On Monday, tucked away in a busy news cycle, was a quiet, subtle but no less terrifying judicial development. US supreme court Justice Clarence Thomas laid out the formula for destroying the free press.
Thomas dissented to denial of certiorari in Coal Ridge Ministries Media v Southern Poverty Law Center with an opinion giving us more than a hint of precisely what he has in store. Freedom of the press has a rightwing target on its back. Thomas wrote that the court should “revisit” the landmark free press case of the 20th century, New York Times v Sullivan.
“Revisit” is judicial talk for “overrule”.
Thomas asserted that “New York Times and its progeny have allowed media organizations and interest groups ‘to cast false aspersions on public figures with near impunity’.” He offered no evidence and made no argument in defense of his claim that the existing burdens on those who sue for defamation are indeed excessive, given the competing interests at stake.
Make no mistake. Overruling Times v Sullivan to make it much easier for public figures to sue their critics would strangle the media’s ability to report freely and speak critically about public figures, especially elected officials.
L B Sullivan was a city police commissioner in Montgomery, Alabama, who sued the Times and 60 eminent Americans over a full-page 1960 ad they had placed to raise money for Martin Luther King Jr’s budding civil rights movement. The ad called police actions against nonviolent protestors in Montgomery “an unprecedented wave of terror”.
That perspective wasn’t shared by all, but the ad was spot on in terms of accuracy except for some relatively immaterial factual errors. In the end, the court unanimously tossed out a $500,000 verdict against the Times on the grounds that a public official, to prove libel, must show that a publisher acted with knowledge that its statement was factually false or made with reckless disregard for the truth – what the law calls the “actual malice” standard.
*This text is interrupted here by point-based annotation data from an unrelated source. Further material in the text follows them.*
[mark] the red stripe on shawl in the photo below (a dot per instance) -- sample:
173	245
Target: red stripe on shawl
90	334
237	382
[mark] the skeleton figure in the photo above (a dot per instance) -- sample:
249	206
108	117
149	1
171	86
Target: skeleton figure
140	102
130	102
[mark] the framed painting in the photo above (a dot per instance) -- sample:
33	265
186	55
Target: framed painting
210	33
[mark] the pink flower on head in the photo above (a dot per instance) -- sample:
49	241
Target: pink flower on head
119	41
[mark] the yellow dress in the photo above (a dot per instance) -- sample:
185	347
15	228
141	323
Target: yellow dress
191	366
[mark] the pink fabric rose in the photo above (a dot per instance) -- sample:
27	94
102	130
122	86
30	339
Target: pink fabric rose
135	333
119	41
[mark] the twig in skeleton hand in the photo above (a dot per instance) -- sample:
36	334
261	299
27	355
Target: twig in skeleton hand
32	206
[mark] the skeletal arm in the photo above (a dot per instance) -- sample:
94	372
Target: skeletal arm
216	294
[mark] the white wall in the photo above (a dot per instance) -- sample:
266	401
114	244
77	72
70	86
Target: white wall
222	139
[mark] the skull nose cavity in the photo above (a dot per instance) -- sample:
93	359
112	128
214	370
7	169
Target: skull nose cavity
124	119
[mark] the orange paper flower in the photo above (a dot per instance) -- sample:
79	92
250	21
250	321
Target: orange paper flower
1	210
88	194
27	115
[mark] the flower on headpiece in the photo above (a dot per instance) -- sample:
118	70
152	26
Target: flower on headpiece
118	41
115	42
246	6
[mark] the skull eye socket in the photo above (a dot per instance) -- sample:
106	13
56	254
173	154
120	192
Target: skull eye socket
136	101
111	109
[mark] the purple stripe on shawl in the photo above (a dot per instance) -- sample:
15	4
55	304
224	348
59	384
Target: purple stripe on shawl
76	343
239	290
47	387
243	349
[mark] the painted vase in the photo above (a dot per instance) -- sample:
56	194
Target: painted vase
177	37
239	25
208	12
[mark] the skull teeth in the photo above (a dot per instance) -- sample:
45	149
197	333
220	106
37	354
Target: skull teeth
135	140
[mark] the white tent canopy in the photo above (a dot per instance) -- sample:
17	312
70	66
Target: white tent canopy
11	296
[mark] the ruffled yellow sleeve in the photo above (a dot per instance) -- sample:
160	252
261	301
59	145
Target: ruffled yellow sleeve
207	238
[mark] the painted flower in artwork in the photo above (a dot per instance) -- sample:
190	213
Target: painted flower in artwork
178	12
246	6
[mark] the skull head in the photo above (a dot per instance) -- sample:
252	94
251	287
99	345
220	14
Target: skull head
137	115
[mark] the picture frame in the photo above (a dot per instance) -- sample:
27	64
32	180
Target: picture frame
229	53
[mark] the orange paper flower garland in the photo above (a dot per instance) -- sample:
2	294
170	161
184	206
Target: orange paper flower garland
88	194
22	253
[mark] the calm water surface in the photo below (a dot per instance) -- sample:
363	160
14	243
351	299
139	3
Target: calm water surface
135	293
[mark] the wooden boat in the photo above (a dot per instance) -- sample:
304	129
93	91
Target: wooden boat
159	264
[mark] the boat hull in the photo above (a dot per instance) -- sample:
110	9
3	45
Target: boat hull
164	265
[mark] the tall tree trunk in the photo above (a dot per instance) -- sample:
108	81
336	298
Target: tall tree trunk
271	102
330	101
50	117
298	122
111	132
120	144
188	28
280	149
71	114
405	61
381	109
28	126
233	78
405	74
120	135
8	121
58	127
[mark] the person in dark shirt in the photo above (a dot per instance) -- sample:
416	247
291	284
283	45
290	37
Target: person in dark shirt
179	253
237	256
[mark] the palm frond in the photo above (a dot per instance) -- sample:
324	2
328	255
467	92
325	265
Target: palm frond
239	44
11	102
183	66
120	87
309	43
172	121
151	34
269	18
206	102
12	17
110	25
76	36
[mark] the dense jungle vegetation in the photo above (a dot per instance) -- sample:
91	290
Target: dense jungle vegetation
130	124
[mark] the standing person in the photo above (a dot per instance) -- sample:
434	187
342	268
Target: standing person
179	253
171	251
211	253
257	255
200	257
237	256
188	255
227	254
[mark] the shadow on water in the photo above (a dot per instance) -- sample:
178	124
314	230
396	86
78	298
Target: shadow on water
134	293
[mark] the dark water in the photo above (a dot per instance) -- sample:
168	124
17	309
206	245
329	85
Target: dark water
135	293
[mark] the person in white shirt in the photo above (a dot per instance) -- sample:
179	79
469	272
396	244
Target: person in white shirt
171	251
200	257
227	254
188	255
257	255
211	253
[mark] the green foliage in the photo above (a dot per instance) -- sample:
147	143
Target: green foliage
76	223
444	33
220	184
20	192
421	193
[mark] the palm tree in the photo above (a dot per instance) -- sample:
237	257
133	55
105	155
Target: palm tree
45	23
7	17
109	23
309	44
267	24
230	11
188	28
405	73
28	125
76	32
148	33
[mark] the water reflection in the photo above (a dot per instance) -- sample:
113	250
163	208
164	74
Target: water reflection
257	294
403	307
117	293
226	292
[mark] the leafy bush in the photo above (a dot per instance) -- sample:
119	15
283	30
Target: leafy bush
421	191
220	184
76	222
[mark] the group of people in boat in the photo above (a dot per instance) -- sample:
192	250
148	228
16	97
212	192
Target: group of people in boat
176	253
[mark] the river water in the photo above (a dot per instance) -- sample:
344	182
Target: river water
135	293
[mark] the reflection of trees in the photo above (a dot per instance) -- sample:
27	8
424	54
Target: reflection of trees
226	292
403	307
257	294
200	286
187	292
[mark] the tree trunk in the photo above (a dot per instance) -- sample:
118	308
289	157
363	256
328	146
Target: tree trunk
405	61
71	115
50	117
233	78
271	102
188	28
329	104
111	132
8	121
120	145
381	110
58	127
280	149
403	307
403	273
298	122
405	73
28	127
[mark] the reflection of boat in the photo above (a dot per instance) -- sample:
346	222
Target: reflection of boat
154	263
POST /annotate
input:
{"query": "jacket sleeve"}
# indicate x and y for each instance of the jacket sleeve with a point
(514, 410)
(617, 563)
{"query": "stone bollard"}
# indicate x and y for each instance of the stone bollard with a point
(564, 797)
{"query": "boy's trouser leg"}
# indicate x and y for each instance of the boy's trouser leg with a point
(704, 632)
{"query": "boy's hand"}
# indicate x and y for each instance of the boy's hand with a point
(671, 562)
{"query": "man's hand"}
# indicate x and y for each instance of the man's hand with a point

The court wrote of America’s “profound national commitment to the principle that debate on public issues should be uninhibited, robust, and wide-open”. Such debate, the court reasoned, requires “breathing room” for mistakes. Otherwise, the threat of defamation actions would chill robust public debate.
The chill is real. Imagine if, to terrify critics, political figures such as Donald Trump could weaponize the negligence standard Thomas would have the court install in place of the higher barrier that “actual malice” represents.
There is so much of great importance that we might never have learned. Case in point: the meager amount of factual material that would have been published about 6 January under the chill that a Thomas standard would generate might not have sufficed for the special House committee or the justice department to pursue an investigation of Trump’s role in the insurrection or of his role in the attempted coup of which the insurrection was a part.
Think of Cassidy Hutchinson as today’s Alexander Butterfield, the Nixon aide who told the 1973 congressional select committee on Watergate of the existence of White House tape recordings that brought Nixon down. That might never have happened but for the freedom of the press made real by New York Times v Sullivan nearly a decade earlier.
If you need to pull one small thread from the now multi-layered evidentiary embroidery of the Trump saga that the current hearings are disclosing, consider this: two days after the insurrection, the media published reports that Trump was “gleeful” and “delighted” at the 6 January violence, a critical strand of criminal intent evidence should he be prosecuted for insurrection. The information came from White House insiders. Would they have shared it had there not been a significant legal deterrent to Trump falsely suing them for slander – New York Times v Sullivan?
We may never know those who were the sources. But today, a brave 25-year-old woman – far more courageous than her former boss, Mark Meadows – told us under oath that the glee was real. She testified that Trump said after hearing of the “hang Mike Pence” by Capitol invaders, that “Mike deserves it.”
She was in the room where it happened.
The history of 20th century totalitarianism tells us that to rule absolutely, strongmen need to destroy the press to keep truth from the public. Thomas’ dissent is effectively inviting litigants like Sarah Palin, who is appealing her loss, to help him pave that road to American carnage.
Thomas’ signal is a warning. There is comfort in the fact that he signed his dissent alone and in the prospect that a people alert to dangerous signs can keep their republic if they keep up their guard.
Laurence H Tribe is the Carl M Loeb University professor emeritus and a professor of constitutional law emeritus at Harvard Law School. Dennis Aftergut, a former federal prosecutor, is currently of counsel to Lawyers Defending American Democracy.